A Florida City cop is accused of lying about a toilet and a brick of cocaine.
Prosecutors on Friday accused Corporal Ken Armenteros of falsifying police reports that suggested that a suspected drug dealer flushed cocaine down a toilet during a mysterious encounter in September 2016.
Armenteros, a former police department spokesman, surrendered Friday afternoon to face two counts of official misconduct.
The arrest comes more than a year after Armenteros, off-duty and riding around on his motorcycle while wearing a leather jacket, called for emergency backup at a home in the 800 block of Northwest Fifth Court in the small South Miami-Dade town.
According to his version of events, Armenteros was flagged down by Christopher Lewis, who offered him cocaine, which he had back at his home.
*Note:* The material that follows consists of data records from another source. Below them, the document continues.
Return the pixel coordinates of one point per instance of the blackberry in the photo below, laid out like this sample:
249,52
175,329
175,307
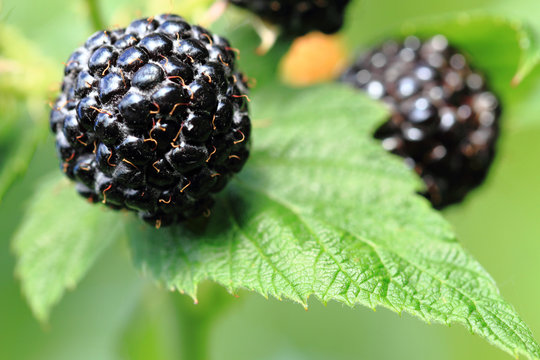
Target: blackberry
152,118
298,17
445,120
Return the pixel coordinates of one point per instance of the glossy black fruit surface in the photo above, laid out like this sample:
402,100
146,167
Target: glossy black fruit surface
150,117
298,17
445,120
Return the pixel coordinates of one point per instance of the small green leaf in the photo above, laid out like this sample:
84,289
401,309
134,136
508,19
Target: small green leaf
322,210
60,238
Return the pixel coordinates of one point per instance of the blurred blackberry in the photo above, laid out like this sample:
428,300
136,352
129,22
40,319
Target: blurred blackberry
152,118
298,17
445,120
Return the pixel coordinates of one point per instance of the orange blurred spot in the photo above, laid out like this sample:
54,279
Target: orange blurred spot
313,58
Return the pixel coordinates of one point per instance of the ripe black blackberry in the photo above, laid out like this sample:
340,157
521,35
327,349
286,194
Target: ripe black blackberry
298,17
152,118
444,122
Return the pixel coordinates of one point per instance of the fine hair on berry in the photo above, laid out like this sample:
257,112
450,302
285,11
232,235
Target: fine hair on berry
445,119
153,118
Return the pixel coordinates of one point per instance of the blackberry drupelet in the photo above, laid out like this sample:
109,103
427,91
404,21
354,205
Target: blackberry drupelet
298,17
445,120
152,118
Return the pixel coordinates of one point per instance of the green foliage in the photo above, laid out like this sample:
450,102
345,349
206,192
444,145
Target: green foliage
76,233
320,210
326,212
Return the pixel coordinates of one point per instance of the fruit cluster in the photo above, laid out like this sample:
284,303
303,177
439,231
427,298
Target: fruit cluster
152,118
444,122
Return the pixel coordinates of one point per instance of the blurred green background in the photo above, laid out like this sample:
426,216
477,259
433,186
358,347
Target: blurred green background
115,313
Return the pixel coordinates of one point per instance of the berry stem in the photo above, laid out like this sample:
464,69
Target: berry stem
95,14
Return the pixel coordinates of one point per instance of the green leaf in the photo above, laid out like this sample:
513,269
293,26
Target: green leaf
321,210
60,238
25,80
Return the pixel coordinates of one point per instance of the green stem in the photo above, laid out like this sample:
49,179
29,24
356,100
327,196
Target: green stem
95,14
195,330
195,321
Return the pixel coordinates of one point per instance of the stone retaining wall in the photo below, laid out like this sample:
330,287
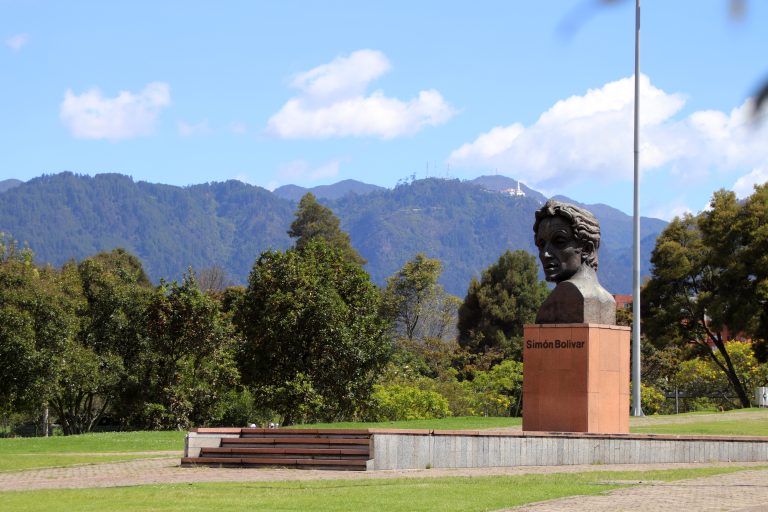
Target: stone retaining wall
419,449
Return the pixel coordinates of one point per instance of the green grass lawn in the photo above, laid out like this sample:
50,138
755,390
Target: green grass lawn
460,494
40,452
455,423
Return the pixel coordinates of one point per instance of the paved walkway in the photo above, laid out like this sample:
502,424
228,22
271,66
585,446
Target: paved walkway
745,491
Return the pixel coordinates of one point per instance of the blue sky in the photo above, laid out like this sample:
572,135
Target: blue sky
310,93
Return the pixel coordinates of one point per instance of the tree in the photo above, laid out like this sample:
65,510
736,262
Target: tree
738,235
213,279
703,383
497,307
417,304
707,278
117,291
313,338
38,320
189,363
315,221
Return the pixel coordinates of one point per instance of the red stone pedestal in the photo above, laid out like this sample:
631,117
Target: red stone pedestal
576,378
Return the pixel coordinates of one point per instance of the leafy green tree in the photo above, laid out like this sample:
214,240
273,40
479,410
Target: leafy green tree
498,391
497,307
708,277
190,362
703,383
396,402
117,291
314,339
315,221
38,320
418,306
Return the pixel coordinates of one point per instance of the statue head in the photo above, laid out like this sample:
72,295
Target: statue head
567,238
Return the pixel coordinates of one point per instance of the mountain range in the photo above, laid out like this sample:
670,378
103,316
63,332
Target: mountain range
465,224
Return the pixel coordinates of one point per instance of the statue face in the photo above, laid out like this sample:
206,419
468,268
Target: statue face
560,251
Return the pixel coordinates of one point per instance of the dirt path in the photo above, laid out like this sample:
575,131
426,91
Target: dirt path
167,470
683,418
696,418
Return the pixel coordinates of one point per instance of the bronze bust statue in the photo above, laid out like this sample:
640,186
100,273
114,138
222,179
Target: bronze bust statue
568,238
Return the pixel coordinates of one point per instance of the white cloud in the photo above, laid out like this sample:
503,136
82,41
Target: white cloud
590,136
191,129
744,186
333,103
90,115
17,42
301,170
675,208
238,128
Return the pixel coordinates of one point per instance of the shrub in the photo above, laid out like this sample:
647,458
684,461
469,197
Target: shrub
401,402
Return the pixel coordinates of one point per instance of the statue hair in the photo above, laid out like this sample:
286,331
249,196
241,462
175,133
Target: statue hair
585,225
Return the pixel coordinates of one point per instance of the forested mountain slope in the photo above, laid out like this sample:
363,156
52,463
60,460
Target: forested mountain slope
466,224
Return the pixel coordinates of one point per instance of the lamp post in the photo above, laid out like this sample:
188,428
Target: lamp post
637,409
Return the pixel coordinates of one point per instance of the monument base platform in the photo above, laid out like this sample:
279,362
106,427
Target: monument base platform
576,378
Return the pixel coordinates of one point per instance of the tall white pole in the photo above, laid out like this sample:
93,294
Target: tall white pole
637,409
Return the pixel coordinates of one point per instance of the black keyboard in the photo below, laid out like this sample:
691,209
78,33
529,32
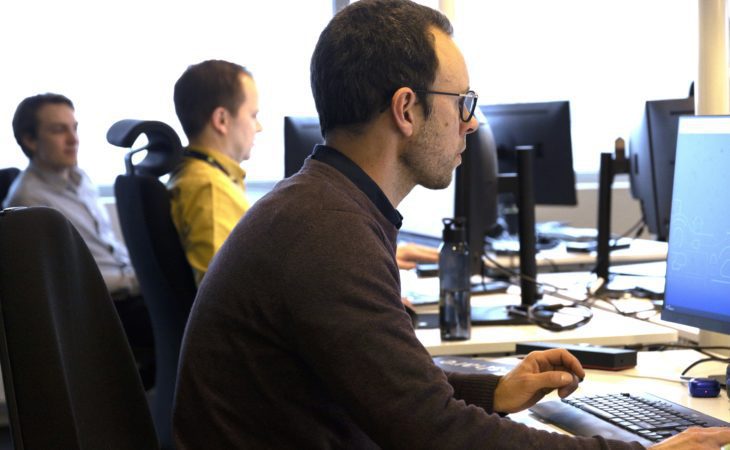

The officer claimed he accompanied Lewis back to the home, then tried to arrest him when Lewis offered a baggie of cocaine.
Armenteros also claimed that he was able to see inside the home and view a “large paper package resembling a brick.” It was while Armenteros, his gun drawn, tried to call for backup that he claimed the drug dealer attacked him, trying to steal his gun.
As the two tussled, Lewis ran off back in to the house, grabbed a butcher knife and appeared to grab the paper bag of suspected cocaine, according to police reports.
Officers eventually entered the home and arrested Lewis on charges of battery on a law-enforcement officer and tampering with evidence, but no drugs were ever found inside the home.
The arrest and incident reports, purportedly written by an officer named Manuel Neyra, suggested that Lewis had flushed the cocaine down the toilet — and the bathroom had flooded.
But other cops on the scene told the Florida Department of Law Enforcement that the bathroom never flooded — and one officer had in fact turned off the water valve.
Neyra admitted to agents that he did not write the reports, but instead allowed Armenteros — his supervisor — to author the accounts. The criminal charges against Lewis were eventually dropped.
“A police officer’s credibility is one of his most valuable law enforcement tools,” Miami-Dade State Attorney Katherine Fernandez Rundle said in a statement. “The filing of any false document undermines that officer’s ability to testify in court.”